After the California Supreme Court Grants Review Of Brinker Restaurant Corp. v. Superior Court, the Department of Labor Standards Enforcement Issues Memo Setting Forth Meal Break Enforcement Policy
On October 22, 2008, the California Supreme Court announced that it will review the Court of Appeal's decision in Brinker Restaurant Corp. v. Superior Court, 165 Cal. App. 4th 25 (2008). Swiftly thereafter, the California Department of Labor Standards Enforcement ("DLSE") issued a new memo setting forth its enforcement policy concerning meal periods.
Opining on what it means to "provide" employees with meal periods under California Labor Code section 512 and the Wage Orders, the Brinker Court of Appeal concluded earlier this year that employers need only make available but need not ensure that meal periods are taken. In light of the California Supreme Court's grant of Plaintiff's petition for review, the Brinker decision may not be cited or relied upon by a court or a party in any pending action.

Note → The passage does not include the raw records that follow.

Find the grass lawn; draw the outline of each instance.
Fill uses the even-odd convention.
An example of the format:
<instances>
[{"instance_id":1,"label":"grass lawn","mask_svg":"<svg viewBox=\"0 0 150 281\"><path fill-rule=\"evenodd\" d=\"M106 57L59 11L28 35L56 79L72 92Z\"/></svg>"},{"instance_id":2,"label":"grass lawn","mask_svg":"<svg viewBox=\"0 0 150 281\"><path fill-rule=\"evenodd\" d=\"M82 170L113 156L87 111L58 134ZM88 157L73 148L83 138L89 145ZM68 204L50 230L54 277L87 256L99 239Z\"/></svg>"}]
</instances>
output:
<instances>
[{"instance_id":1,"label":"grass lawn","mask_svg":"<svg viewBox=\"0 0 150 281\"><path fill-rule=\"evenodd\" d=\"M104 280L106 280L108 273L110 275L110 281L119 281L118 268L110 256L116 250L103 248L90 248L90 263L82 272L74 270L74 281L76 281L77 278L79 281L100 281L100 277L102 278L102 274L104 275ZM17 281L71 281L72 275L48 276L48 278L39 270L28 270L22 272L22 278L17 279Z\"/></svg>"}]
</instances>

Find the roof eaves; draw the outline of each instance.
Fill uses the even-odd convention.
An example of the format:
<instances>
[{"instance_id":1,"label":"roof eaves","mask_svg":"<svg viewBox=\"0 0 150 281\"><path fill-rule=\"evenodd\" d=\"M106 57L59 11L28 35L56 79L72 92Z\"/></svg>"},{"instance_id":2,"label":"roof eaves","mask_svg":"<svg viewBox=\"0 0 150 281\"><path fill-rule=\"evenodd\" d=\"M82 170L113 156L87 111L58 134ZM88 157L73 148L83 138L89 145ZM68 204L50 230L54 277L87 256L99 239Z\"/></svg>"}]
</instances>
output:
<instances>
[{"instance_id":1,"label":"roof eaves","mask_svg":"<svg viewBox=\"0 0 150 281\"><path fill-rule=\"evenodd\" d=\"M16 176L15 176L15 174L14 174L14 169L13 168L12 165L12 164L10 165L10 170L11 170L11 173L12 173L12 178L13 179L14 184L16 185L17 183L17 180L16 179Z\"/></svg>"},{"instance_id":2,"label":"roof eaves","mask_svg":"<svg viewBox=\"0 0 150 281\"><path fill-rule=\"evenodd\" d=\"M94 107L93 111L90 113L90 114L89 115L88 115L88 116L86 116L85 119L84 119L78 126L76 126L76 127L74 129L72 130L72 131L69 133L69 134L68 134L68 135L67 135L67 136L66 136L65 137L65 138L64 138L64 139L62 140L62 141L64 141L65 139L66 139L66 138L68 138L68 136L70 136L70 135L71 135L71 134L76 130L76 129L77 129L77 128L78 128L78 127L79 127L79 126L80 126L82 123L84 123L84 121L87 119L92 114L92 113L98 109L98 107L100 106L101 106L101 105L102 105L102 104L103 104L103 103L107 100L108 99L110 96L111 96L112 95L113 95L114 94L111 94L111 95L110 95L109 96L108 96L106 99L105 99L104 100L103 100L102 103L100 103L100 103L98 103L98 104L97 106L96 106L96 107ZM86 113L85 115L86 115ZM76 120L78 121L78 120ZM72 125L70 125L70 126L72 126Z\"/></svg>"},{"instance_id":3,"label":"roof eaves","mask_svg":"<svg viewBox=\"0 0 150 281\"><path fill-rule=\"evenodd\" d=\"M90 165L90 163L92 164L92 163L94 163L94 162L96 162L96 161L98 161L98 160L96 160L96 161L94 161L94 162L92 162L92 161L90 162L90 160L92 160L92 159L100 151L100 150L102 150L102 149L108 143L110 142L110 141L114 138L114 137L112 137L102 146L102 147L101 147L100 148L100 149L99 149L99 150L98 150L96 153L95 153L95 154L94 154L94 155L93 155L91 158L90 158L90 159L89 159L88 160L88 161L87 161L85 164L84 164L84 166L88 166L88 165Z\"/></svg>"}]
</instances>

Employers may continue, however, to rely on a recent line of federal district court decisions, as persuasive authority, which hold that California meal period laws require only that employers make available, but not ensure, that employees take meal periods. This line of cases includes the following: White v. Starbucks Corp., 497 F. Supp. 2d 1080 (N.D. Cal. 2007), Brown v. Federal Express Corp., 249 F.R.D. 580 (C.D. Cal. 2008), Kenny v. Supercuts, Inc., 2008 WL 2265194 (N.D. Cal. June 2, 2008), Perez v. Safety-Kleen Systems, Inc., 2008 WL 2949268 (N.D. Cal. July 28, 2008), Salazar v. Avis Budget Group, Inc., 251 F.R.D. 529 (S.D. Cal. 2008), Gabriella v. Wells Fargo Financial, Inc., 2008 WL 3200190 (N.D. Cal. Aug. 4, 2008), and Kimoto v. McDonald's Corp., 2008 WL 4069611 (C.D. Cal. Aug. 28, 2008).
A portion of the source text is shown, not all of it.